The modem state of Greece was born from a protracted, bloody war against the Ottoman Empire between the years 1821 and 1832. The significance of the Greek War of Independence transcends the bounds of Greece and its history. It was the first major war of liberation after our own revolution, and it marked the end of four centuries of often brutal rule by Istanbul. The struggle for Greek independence drew in Europe's great powers and inspired thousands of non-Greeks to join the cause, including Goethe, Schiller, Victor Hugo, Mary Shelley, Alfred de Musset and Lord Byron.

Today, more than one million of our fellow citizens trace their origins to this ruggedly beautiful land that gave birth to western civilization, and I am honored to join them in this celebration of Greek independence. As the brilliant Romantic poet Percy Bysshe Shelley wrote in the preface to Hellas in 1821, "We are all Greeks. Our laws, our literature, our religion, our arts, have their root in Greece."

Twenty-four centuries after the construction of the Parthenon, the buildings that house all three branches of our government draw heavily on the architecture of ancient Greece. This is more than mere homage to the graceful beauty of ancient Greek buildings; it is an acknowledgment that our democracy, the core of American nationhood, is a gift to us from Greece. In 332 B.C. Aristotle said, "If liberty and equality, as is thought by some are chiefly to be found in democracy, they will be best attained when all persons alike share in the government to the utmost." More than two thousands years later his words still inspire us to struggle to perfect our democracy hereat home, as we work to foster it around the globe. We are deeply grateful for the support of Greece in the Global War on Terrorism and Greece's participation is enhanced by its status as the cradle of democracy.

Even while we fight together to end the scourge of international terrorism in a world that seems far more unpredictable and dangerous than it did 4 years ago, people around the world look forward to the celebration of another of Greece's gifts to humanity, the Olympic Games. At a time of some uncertainty for the Olympic Movement, I welcome the return of the Olympics to Athens for the first time since the inaugural games of the modern era in 1896. I am looking forward to a spectacular Games that will reconnect the modern Olympics with its roots in antiquity and recapture the world's imagination. As an honor to the Games and its hosts, I urge the British Government to commit, before the start of the Olympics, to return the Parthenon Marbles to the people of Greece. Returning the marbles would be a noble act, in keeping with the spirit of the ekecheiria, the Olympic Truce.

Greeks and Greek-Americans have another reason to celebrate this year. After three decades of division, Cyprus is poised on the brink of reunification, its accession to the European Union now only weeks away. Cypriots on both sides of the Green Line hope that the island's reunification can be finalized before Cyprus joins the EU on May 1. I recently joined 45 of my colleagues in asking Secretary of State Powell and U.N. Secretary-General Kofi Annan to make some modifications to the Annan plan for reunification.
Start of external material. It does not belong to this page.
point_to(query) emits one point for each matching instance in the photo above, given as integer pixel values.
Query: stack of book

As drafted, there are some provisions of the Annan plan that could render it unworkable. The changes we proposed would improve the chances for Cypriot unity and peace, and I hope that they are incorporated in the final phases of the negotiations.
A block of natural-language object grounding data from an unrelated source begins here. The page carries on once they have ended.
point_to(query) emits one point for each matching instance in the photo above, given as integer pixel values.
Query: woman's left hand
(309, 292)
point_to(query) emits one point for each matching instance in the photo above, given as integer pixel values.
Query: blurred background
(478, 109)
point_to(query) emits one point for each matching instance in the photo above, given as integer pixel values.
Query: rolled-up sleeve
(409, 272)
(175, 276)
If a solution to Cyprus can be finalized it would reshape the eastern Mediterranean and could lead to an improvement in relations between Greece and Turkey. I am saddened by the tense relations between these two neighbors, both of which are strong friends of the United States and vital members of NATO. To quote Aesop: "A crust eaten in peace is better than a banquet partaken in anxiety."

Since the Greek War of Independence, when Congress sent money and supplies to the Greeks in their struggle for freedom, common values, shared goals, and mutual respect have been the foundation of the friendship between Greece and the United States. Those ties endure to this day, and they have enriched both peoples.

Mr. Speaker, it is with great joy and admiration that I wish the people of Greece a happy Independence Day and continued freedom and prosperity.